As Rick Pendergraft mentioned in Monday’s article, the Dow faced a critical support level at 7197.49. Unfortunately for us, by the time most of you had read Rick’s article that morning, the market had collapsed down below that important mark.
On Monday, the Dow closed at 7114.78
Then Tuesday morning came, and Ben Bernanke assured us all that the recession will end later this year.
The market promptly jumped 230 points yesterday, and shot right back through the 7200 level on the way back up.
Right now, we may just be seeing a snap-back rally, and after a day or two, the slide may resume.
If that happens, and we once again break down below the 7200 level, where do we go next?
That’s a good question. As Rick pointed out, the next level of support is way down at the 4000 level, a 45 percent haircut from where we are now. That means the Dow will have fallen over 60 percent YTD if we hit that mark in 2009.
Yikes.
It also means that the slow trudge back up, whenever that happens, will face yet another resistance level. That means the market will have to work even harder to get back to its’ previous lofty levels.

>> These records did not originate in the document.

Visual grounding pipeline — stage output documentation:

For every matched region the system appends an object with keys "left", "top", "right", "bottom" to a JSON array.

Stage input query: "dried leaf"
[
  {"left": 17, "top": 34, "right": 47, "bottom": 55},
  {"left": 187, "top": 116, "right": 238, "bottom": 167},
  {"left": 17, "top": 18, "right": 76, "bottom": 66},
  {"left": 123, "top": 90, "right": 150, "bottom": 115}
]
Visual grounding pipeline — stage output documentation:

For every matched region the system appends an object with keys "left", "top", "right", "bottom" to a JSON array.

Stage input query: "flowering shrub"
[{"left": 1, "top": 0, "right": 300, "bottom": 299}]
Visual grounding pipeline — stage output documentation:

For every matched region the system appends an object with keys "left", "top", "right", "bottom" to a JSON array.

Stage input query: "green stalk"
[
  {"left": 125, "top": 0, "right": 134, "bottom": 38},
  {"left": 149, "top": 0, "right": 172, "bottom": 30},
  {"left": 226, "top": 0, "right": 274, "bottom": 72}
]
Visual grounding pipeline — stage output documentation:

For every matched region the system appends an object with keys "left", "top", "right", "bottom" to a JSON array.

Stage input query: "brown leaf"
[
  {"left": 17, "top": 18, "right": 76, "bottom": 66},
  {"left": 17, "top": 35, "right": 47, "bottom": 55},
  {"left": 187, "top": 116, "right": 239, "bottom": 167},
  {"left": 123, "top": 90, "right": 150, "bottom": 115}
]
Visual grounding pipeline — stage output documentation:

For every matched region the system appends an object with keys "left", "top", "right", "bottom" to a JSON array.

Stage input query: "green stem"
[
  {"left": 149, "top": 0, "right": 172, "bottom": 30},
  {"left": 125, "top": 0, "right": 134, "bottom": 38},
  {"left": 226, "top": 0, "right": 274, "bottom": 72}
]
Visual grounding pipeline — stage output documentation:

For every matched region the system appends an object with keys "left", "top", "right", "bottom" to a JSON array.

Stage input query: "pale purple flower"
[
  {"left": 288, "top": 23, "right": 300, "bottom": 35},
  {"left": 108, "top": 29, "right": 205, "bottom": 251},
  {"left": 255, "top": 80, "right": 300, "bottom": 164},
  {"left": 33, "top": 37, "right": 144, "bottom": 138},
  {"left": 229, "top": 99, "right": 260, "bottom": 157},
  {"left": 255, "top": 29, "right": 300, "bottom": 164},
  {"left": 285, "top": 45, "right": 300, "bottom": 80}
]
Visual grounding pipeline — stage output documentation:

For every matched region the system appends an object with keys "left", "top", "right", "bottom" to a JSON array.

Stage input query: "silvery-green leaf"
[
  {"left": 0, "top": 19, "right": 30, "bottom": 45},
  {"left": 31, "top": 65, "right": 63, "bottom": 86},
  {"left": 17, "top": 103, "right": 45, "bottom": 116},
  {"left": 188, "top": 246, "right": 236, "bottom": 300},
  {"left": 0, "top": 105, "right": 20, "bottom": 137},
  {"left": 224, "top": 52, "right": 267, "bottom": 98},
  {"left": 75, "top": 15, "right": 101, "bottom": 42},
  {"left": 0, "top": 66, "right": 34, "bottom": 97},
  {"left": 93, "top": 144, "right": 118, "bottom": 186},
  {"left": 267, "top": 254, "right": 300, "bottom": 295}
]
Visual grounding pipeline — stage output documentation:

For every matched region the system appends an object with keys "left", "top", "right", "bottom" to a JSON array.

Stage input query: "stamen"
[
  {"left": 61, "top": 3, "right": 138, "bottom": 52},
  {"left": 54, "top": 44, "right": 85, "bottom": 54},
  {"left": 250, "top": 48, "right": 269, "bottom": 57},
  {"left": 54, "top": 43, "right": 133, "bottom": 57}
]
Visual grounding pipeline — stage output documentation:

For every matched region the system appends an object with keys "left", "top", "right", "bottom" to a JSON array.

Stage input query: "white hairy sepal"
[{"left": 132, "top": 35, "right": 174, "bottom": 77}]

Needless to say, it was a disappointing day for the market to surrender the 7200 level so easily. It was somewhat encouraging that it bounced right back up through it during the huge rally yesterday.

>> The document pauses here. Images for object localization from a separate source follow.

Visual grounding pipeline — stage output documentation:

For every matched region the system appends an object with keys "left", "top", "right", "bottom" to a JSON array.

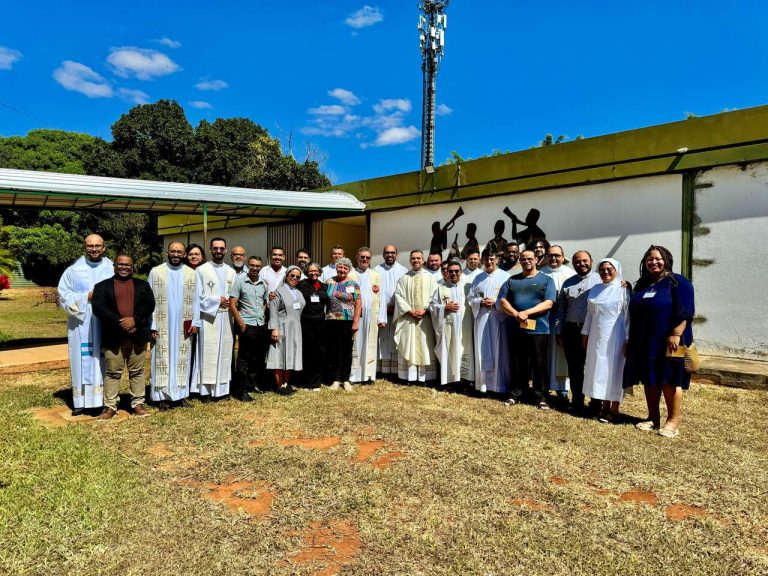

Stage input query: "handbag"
[{"left": 683, "top": 343, "right": 700, "bottom": 374}]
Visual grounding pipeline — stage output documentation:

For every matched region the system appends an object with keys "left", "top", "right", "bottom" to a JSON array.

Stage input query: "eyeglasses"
[
  {"left": 115, "top": 263, "right": 132, "bottom": 268},
  {"left": 287, "top": 274, "right": 301, "bottom": 279},
  {"left": 598, "top": 268, "right": 614, "bottom": 274},
  {"left": 448, "top": 270, "right": 461, "bottom": 274},
  {"left": 548, "top": 254, "right": 563, "bottom": 258},
  {"left": 358, "top": 255, "right": 371, "bottom": 260}
]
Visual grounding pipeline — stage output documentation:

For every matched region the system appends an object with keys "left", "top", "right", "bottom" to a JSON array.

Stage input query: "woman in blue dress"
[{"left": 624, "top": 246, "right": 695, "bottom": 438}]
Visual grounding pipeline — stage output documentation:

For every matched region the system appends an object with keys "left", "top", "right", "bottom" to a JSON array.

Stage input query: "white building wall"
[
  {"left": 693, "top": 163, "right": 768, "bottom": 359},
  {"left": 165, "top": 227, "right": 269, "bottom": 262},
  {"left": 370, "top": 174, "right": 683, "bottom": 286}
]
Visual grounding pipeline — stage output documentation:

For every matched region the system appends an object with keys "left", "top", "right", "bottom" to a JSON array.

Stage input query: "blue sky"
[{"left": 1, "top": 1, "right": 766, "bottom": 185}]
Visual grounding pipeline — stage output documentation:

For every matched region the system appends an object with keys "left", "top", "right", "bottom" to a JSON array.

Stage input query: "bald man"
[{"left": 58, "top": 234, "right": 115, "bottom": 416}]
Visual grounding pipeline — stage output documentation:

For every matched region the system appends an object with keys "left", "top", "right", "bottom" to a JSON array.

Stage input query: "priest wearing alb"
[
  {"left": 374, "top": 245, "right": 407, "bottom": 375},
  {"left": 193, "top": 237, "right": 237, "bottom": 401},
  {"left": 57, "top": 234, "right": 114, "bottom": 415},
  {"left": 468, "top": 250, "right": 511, "bottom": 394},
  {"left": 148, "top": 241, "right": 198, "bottom": 409},
  {"left": 393, "top": 250, "right": 438, "bottom": 384},
  {"left": 430, "top": 260, "right": 474, "bottom": 389},
  {"left": 349, "top": 247, "right": 385, "bottom": 384}
]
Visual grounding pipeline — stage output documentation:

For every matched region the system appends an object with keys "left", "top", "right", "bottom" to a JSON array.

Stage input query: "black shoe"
[
  {"left": 234, "top": 391, "right": 254, "bottom": 402},
  {"left": 199, "top": 395, "right": 213, "bottom": 404},
  {"left": 251, "top": 386, "right": 266, "bottom": 394},
  {"left": 71, "top": 407, "right": 85, "bottom": 417},
  {"left": 275, "top": 386, "right": 296, "bottom": 396},
  {"left": 156, "top": 401, "right": 172, "bottom": 411}
]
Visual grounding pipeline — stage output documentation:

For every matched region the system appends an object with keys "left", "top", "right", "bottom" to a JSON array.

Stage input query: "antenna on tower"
[{"left": 418, "top": 0, "right": 449, "bottom": 171}]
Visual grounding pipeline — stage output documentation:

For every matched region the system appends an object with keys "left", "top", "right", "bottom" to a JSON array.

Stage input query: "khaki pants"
[{"left": 104, "top": 341, "right": 146, "bottom": 411}]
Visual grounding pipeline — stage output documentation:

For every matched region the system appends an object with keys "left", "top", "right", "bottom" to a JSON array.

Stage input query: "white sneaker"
[
  {"left": 329, "top": 381, "right": 341, "bottom": 390},
  {"left": 342, "top": 381, "right": 354, "bottom": 392}
]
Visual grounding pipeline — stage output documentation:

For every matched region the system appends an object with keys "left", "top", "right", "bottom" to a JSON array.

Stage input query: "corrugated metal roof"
[{"left": 0, "top": 168, "right": 365, "bottom": 216}]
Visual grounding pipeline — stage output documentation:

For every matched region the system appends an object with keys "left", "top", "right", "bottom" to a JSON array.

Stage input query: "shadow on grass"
[{"left": 0, "top": 337, "right": 68, "bottom": 350}]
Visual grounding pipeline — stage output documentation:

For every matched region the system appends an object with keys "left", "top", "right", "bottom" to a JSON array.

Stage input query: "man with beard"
[
  {"left": 501, "top": 242, "right": 521, "bottom": 273},
  {"left": 230, "top": 246, "right": 247, "bottom": 277},
  {"left": 148, "top": 241, "right": 198, "bottom": 409},
  {"left": 394, "top": 250, "right": 438, "bottom": 384},
  {"left": 295, "top": 248, "right": 311, "bottom": 277},
  {"left": 462, "top": 251, "right": 482, "bottom": 283},
  {"left": 430, "top": 260, "right": 474, "bottom": 389},
  {"left": 193, "top": 237, "right": 236, "bottom": 401},
  {"left": 258, "top": 246, "right": 287, "bottom": 293},
  {"left": 468, "top": 250, "right": 510, "bottom": 395},
  {"left": 557, "top": 250, "right": 602, "bottom": 413},
  {"left": 349, "top": 247, "right": 384, "bottom": 384},
  {"left": 374, "top": 245, "right": 407, "bottom": 375},
  {"left": 57, "top": 234, "right": 114, "bottom": 416},
  {"left": 92, "top": 254, "right": 155, "bottom": 419},
  {"left": 426, "top": 251, "right": 443, "bottom": 280}
]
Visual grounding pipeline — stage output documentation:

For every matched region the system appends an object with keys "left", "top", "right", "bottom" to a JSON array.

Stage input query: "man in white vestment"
[
  {"left": 148, "top": 241, "right": 198, "bottom": 409},
  {"left": 430, "top": 260, "right": 474, "bottom": 388},
  {"left": 540, "top": 244, "right": 577, "bottom": 401},
  {"left": 426, "top": 252, "right": 443, "bottom": 280},
  {"left": 258, "top": 246, "right": 287, "bottom": 293},
  {"left": 193, "top": 237, "right": 236, "bottom": 400},
  {"left": 57, "top": 234, "right": 114, "bottom": 416},
  {"left": 374, "top": 245, "right": 407, "bottom": 375},
  {"left": 321, "top": 245, "right": 345, "bottom": 282},
  {"left": 462, "top": 251, "right": 482, "bottom": 284},
  {"left": 394, "top": 250, "right": 438, "bottom": 383},
  {"left": 349, "top": 247, "right": 384, "bottom": 383},
  {"left": 468, "top": 251, "right": 510, "bottom": 394}
]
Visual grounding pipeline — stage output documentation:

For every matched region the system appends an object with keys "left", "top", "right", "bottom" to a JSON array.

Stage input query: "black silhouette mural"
[
  {"left": 430, "top": 207, "right": 464, "bottom": 257},
  {"left": 504, "top": 207, "right": 546, "bottom": 249},
  {"left": 485, "top": 219, "right": 508, "bottom": 257}
]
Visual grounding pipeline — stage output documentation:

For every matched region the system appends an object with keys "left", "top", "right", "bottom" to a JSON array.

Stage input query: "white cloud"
[
  {"left": 373, "top": 98, "right": 411, "bottom": 114},
  {"left": 156, "top": 37, "right": 181, "bottom": 49},
  {"left": 195, "top": 79, "right": 229, "bottom": 91},
  {"left": 53, "top": 61, "right": 113, "bottom": 98},
  {"left": 345, "top": 6, "right": 383, "bottom": 29},
  {"left": 0, "top": 46, "right": 22, "bottom": 70},
  {"left": 308, "top": 104, "right": 347, "bottom": 116},
  {"left": 189, "top": 100, "right": 213, "bottom": 109},
  {"left": 328, "top": 88, "right": 360, "bottom": 106},
  {"left": 107, "top": 47, "right": 180, "bottom": 80},
  {"left": 436, "top": 103, "right": 453, "bottom": 116},
  {"left": 372, "top": 126, "right": 420, "bottom": 147},
  {"left": 118, "top": 88, "right": 149, "bottom": 104}
]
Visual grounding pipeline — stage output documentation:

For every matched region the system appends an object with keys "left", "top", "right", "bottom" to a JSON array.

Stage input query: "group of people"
[{"left": 57, "top": 232, "right": 695, "bottom": 437}]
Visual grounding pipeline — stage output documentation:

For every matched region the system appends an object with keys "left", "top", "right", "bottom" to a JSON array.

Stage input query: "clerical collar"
[{"left": 168, "top": 263, "right": 183, "bottom": 270}]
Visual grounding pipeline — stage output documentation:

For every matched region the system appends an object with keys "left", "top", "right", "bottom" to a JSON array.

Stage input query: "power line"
[{"left": 0, "top": 100, "right": 58, "bottom": 130}]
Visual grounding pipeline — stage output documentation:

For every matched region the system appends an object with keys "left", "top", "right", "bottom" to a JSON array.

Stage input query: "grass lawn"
[
  {"left": 1, "top": 370, "right": 766, "bottom": 576},
  {"left": 0, "top": 287, "right": 67, "bottom": 345}
]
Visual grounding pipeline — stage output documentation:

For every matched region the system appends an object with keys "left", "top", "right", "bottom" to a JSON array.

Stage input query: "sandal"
[
  {"left": 658, "top": 427, "right": 679, "bottom": 438},
  {"left": 636, "top": 420, "right": 659, "bottom": 432}
]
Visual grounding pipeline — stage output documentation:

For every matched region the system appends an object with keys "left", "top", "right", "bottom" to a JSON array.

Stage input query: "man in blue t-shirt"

So here’s how you can play this. If the market does indeed drop back down in the next few trading sessions and re-tests the 7200 level and holds, go long the Diamonds (DIA).
If it falls through the level again, the bears will be in charge and the best way to make money is joining them. As I mentioned last week, you can play the whole market by shorting the Diamonds (DIA). It would have made you a nice gain over the last week.